On entend parfois que «les anarchistes compromettent la sécurité des personnes en faisant de la casse dans les manifs». Désamorçons ce genre d’argument. Bien entendu, il peut y avoir des personnes qui ont des comportements inacceptables, comme lancer un projectile sans réfléchir au fait qu’il pourrait retomber dans la foule de manifestant·e·s, ou encore frapper un fasciste et s’enfuir sans se soucier des camarades moins fort·e·s qu’on laisse derrière, alors qu’on aurait la capacité de tenir tête aux fachos. Ce genre de comportement ne représentent pas l’ensemble d’un groupe ou d’une idée politique. De plus, les personnes en question peuvent recevoir des critiques constructives de la part de camarades et s’améliorer pour les prochaines fois.
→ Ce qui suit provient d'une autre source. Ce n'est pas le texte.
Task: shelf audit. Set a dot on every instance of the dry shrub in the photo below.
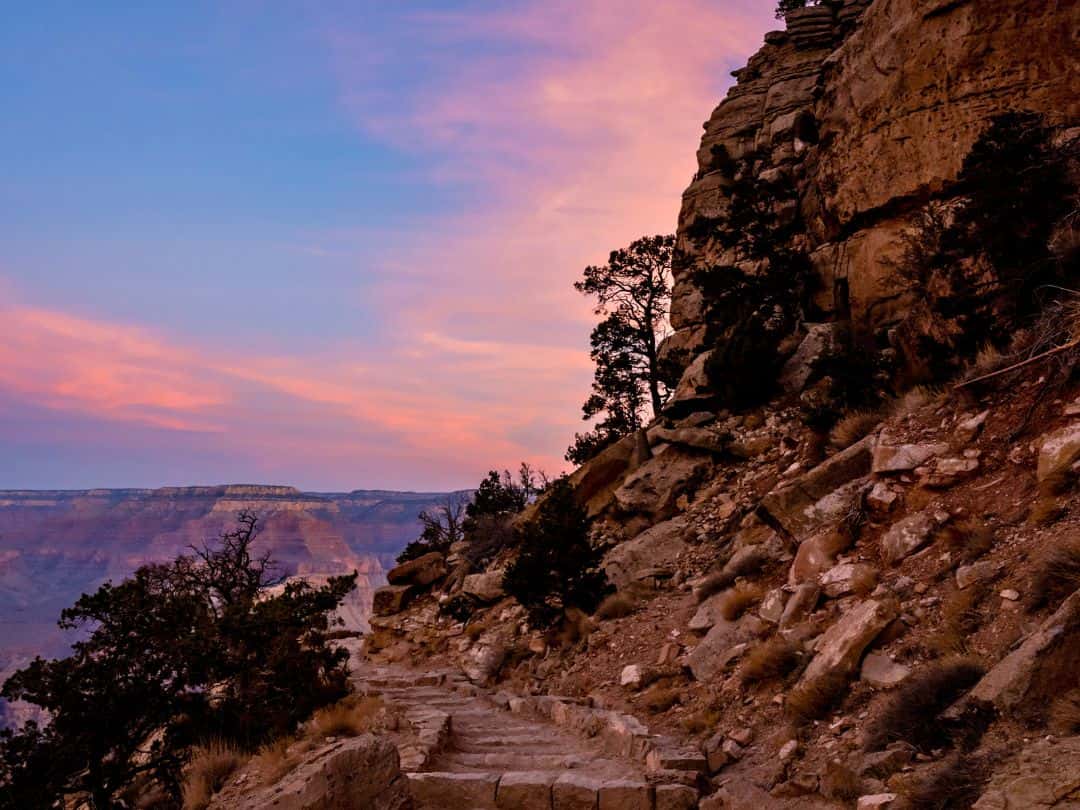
(968, 540)
(699, 723)
(659, 699)
(812, 700)
(273, 760)
(917, 397)
(1048, 509)
(738, 599)
(1065, 714)
(851, 428)
(960, 620)
(840, 783)
(1056, 575)
(617, 606)
(210, 767)
(954, 784)
(775, 658)
(349, 717)
(909, 712)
En ce qui concerne les groupes militants, cela s’applique également: par exemple, des critiques constructives quant à la façon d’assurer une plus grande sécurité pour les personnes en réfléchissant notamment à des voies de sortie lors d’une action, ou encore des sections moins bruyantes dans la manifestation, sont d’une grande importance et doivent être communiquées et accueillies dans l’ouverture.
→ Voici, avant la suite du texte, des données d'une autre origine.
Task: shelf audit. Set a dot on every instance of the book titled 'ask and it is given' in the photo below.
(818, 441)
Malgré les préjugés qu’on colle aux anarchistes, black blocs et autres groupes agitateurs, les pratiques militantes plus intenses qu’iels utilisent parfois ne sont pas du tout synonyme de négligence ou incompatible avec la sécurité collective. Au contraire, ces groupes disposent d’un arsenal de pratiques de soin collectif pour les manifs et les actions. Voici un survol de certaines de ces pratiques.
Le black bloc est une tactique de groupe (et non un type de militant·e). Les personnes formant un black bloc vont s’habiller en noir et se masquer pour dissimuler leur identité lors d’une manif et ainsi 1- Réduire les risques d’arrestation pour leurs camarades (difficile pour la police de cibler une personne spécifique si la foule est un bloc homogène et anonyme) et 2- Réduire les risques de se faire ficher par les flics (qui filment et prennent en photo les manifs).
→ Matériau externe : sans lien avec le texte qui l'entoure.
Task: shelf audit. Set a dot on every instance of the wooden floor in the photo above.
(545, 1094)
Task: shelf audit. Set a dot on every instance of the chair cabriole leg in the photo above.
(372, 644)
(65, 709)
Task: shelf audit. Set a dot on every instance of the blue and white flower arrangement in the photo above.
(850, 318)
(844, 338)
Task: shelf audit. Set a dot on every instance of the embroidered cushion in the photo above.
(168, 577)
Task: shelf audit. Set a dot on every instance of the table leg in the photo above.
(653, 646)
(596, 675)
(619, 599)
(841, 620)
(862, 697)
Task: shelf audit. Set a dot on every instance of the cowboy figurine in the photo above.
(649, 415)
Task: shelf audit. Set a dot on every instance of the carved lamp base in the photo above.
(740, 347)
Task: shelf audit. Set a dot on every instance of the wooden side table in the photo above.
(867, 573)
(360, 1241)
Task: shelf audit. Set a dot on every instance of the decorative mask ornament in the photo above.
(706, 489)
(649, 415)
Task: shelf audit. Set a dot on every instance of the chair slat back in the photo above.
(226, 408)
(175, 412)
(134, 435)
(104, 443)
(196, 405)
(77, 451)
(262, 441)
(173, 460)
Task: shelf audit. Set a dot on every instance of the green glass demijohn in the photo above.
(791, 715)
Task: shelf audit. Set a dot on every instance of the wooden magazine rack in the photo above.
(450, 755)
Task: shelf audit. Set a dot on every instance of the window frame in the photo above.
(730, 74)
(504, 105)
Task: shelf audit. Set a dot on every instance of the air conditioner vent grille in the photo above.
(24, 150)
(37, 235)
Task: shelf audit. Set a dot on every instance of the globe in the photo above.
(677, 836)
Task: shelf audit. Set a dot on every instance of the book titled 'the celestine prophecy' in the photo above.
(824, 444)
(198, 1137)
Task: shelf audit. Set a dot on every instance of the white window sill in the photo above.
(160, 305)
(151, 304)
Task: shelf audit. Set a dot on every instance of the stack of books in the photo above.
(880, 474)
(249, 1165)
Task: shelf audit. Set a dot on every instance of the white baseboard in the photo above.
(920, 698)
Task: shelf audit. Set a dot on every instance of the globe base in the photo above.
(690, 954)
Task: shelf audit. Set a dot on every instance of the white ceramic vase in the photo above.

La distribution de matériel comme des masques covid et des lunettes (pour permettre aux autres camarades de compléter leur outfit de black bloc) est une pratique qui peut être utilisée.
Rester groupé·e·s pendant la manifestation permet de minimiser les chances que la foule se fasse séparer en 2 par les flics, ce qui vulnérabilise les personnes présentes. Résister aux tentatives de dispersion usuelles de la police (gaz lacrymogènes) et faire de son mieux pour rester en groupe est aussi une façon de se protéger soi-même et ses camarades: personne ne veut se retrouver seul·e avec ses 3 ami·e·s devant l’anti-émeute, au milieu d’un nuage de lacrymos. Rester groupé·e quand la manif prend fin et revenir en groupe au métro plutôt que seul·e minimise les chances de se faire harceler et arrêter après la manifestation.
Des personnes médics en manifs, qui ont des connaissances en premiers soins, sont souvent, sinon toujours présentes dans les manifestations plus radicales ou la répression policière est attendue. Elles transportent leur trousse de premiers soins ainsi que du «Maalox», qui est un mélange moitiémoitié d’eau et de lait de magnésie (antiacide disponible en vente libre dans les pharmacies), très utile pour soulager la sensation de brûlure aux yeux provoquées par le poivre de cayenne et les lacrymogènes.
Un soutien légal est habituellement offert par les groupes organisateurs des manifestations. Le numéro d’une personne avocate est distribué en début de manif, utile en cas d’arrestation. Ces groupes peuvent offrir un soutien financier pendant les procédures judiciaires. Les anarchistes ne laissent personne seul·e devant le système judiciaire!
La majorité des camarades font preuve de «gros bon sens» durant les manifestations et les actions: aider les autres camarades à se relever quand iels tombent, éviter de laisser les personnes qui courent moins vite seules derrières à la merci des flics, éviter de lancer des objets qui pourraient retomber dans la foule de camarades, éviter de faire tomber du mobilier urbain aux pieds des camarades qui marchent avec nous et de risquer de les faire trébucher.
Nous luttons contre les oppressions, contre la violence de l’État et contre celle des entreprises meurtrières. Nous souhaitons lutter ensemble, et longtemps: pour cela, prenons soin de nos camarades - surtout pendant les moments de répression.